23 Regarding injunctive relief for SEPs subject to FRAND commitments: The committee could not reach unanimous agreement on appropriate venues for adjudicating FRAND disputes. However, a majority of the committee members endorse the following: Majority Recommendation 6:2: SSOs should clarify that disputes over proposed FRAND terms and conditions should be adjudicated at a court, agency, arbitration or other tribunal that can assess the economic value of SEPs and award monetary compensation. (A minority favored the status quo in this regard.)
24 Regarding injunctive relief for SEPs subject to FRAND commitments: The committee also could not reach unanimous agreement on the scope of any limitations that a FRAND commitment might place on SEP holders rights to seek injunctive relief.

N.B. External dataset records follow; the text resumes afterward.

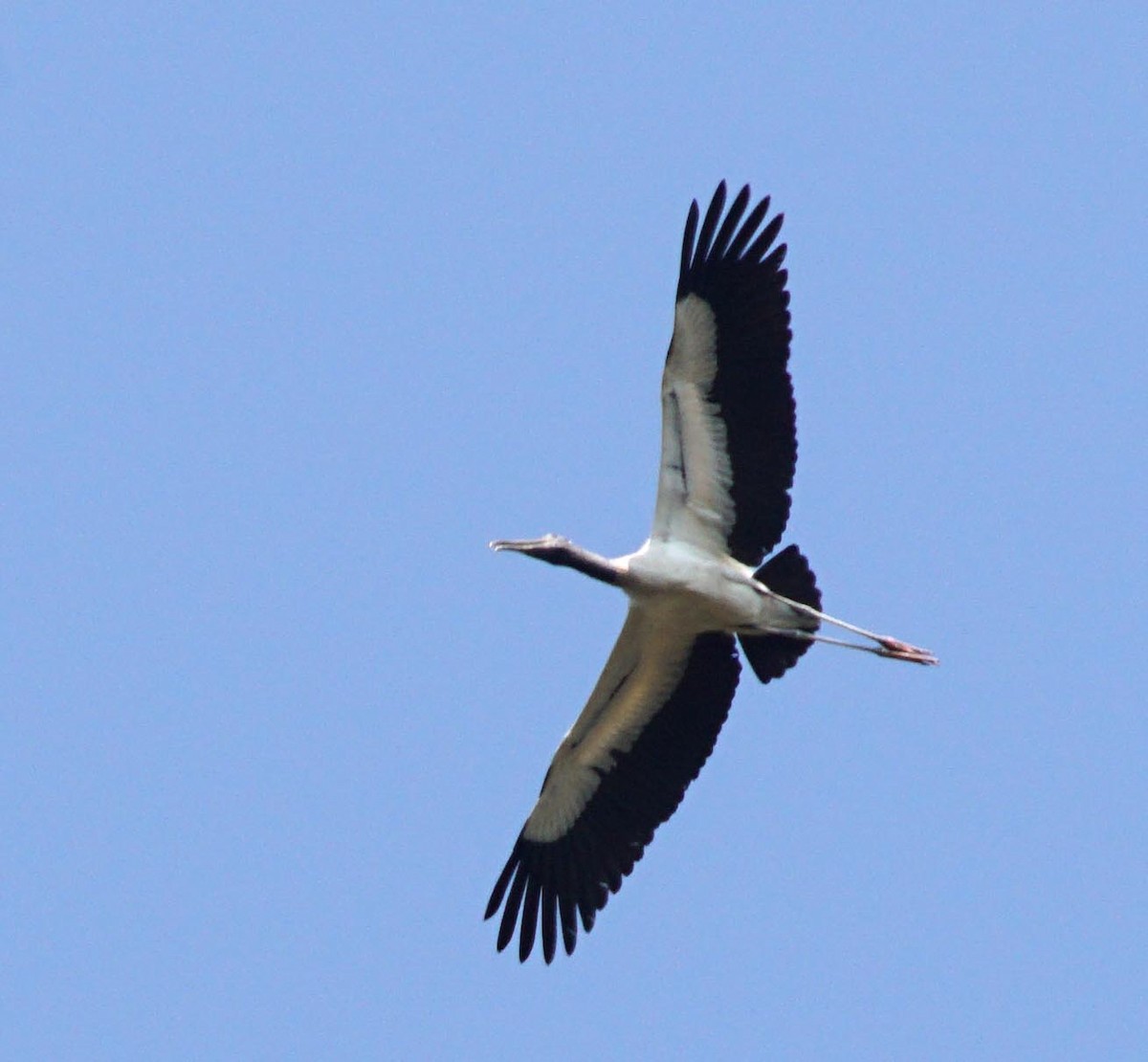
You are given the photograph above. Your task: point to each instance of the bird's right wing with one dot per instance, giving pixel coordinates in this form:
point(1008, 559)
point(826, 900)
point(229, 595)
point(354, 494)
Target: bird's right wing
point(621, 770)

However, a majority of the committee members endorse the following recommendation in that regard: Majority Recommendation 6:3: SSOs should clarify that, before a SEP holder can seek injunctive relief, disputes over proposed FRAND terms and conditions should be adjudicated at a court, agency, arbitration, or other tribunal that allows either party to raise any related claims and defenses (such as validity, enforceability and non-infringement). (A minority favored the status quo in this regard.)
25 Regarding patent office cooperation with SSOs: Recommendation 7:1: In the wake of the passage and implementation of the America Invents Act, the USPTO should: Clarify how the legal definition of prior art varies across jurisdictions, particularly as between the EPO and USPTO. Specifically, when is art publicly available in a standards context? Explore with leading SSOs, including possibly ETSI, IEEE-SA and ITU, information-sharing arrangements similar to those concluded by the EPO; Work with other patent offices to establish uniform fields and templates for standardsbased prior art documents, such as early drafts of specifications, published minutes, and the like and deliberate with other offices on the definition of sharable information in this context; Improve standards technology education for U.S. patent examiners. For example, when standards developers convene in Washington, D.C., they could be asked to instruct and update USPTO examiners about standards processes and recent developments; and Develop joint education programs with SSOs on the pros and cons of standards-based prior art, especially early drafts, and the benefits from including it in patent office search databases.
26 Regarding standard-setting processes in China, Brazil and India: Recommendation 8:1: The U.S. government should explore ways to promote awareness of the importance of developing IPR policies at an early stage of the development of SSOs in these and other emerging economies, and should, in conjunction with non-governmental standards entities, explore ways to offer training programs for those working to develop their organizations and policies needed for successful national standardization. Recommendation 8:2: In the meantime, the relevant agencies of the United States government, such as the United States Patent and Trademark Office, the Office of the United States Trade Representative, and the National Institute of Standards and Technology, should closely monitor and report on continuing developments in these countries and other major emerging economies regarding standard-setting and the management of intellectual property.